Sam Harris’s Vanishing Self
Are you thinking about Margaret Thatcher right now? Well, now you are. Were you thinking about her exactly six minutes ago? Probably not. There are answers to questions of this kind, whether or not anyone is in a position to verify them.
.. The basic claim, common to both traditions, is that we spend our lives lost in thought. The feeling that we call “I”— the sense of being a subject inside the body — is what it feels like to be thinking without knowing that you are thinking. The moment that you truly break the spell of thought, you can notice what consciousness is like between thoughts — that is, prior to the arising of the next one. And consciousness does not feel like a self. It does not feel like “I.” In fact, the feeling of being a self is just another appearance in consciousness (how else could you feel it?).
.. Granted, Buddhism and Hinduism have very crowded pantheons, and a fair number of spooky and unsupportable doctrines, but the core insight into the illusoriness of the self can be found there in a way that it can’t in the Abrahamic tradition. And cutting through this illusion does not require faith in anything.
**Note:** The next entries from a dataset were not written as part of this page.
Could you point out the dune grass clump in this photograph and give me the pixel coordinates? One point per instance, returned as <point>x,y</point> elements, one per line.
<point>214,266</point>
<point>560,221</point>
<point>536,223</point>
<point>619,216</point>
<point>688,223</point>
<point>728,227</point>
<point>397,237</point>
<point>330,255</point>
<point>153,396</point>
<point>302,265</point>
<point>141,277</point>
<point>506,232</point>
.. If you turn consciousness upon itself in this moment, you will discover that your mind tends to wander into thought. If you look closely at thoughts themselves, you will notice that they continually arise and pass away. If you look for the thinker of these thoughts, you will not find one. And the sense that you have — “What the hell is Harris talking about? I’m the thinker!”— is just another thought, arising in consciousness.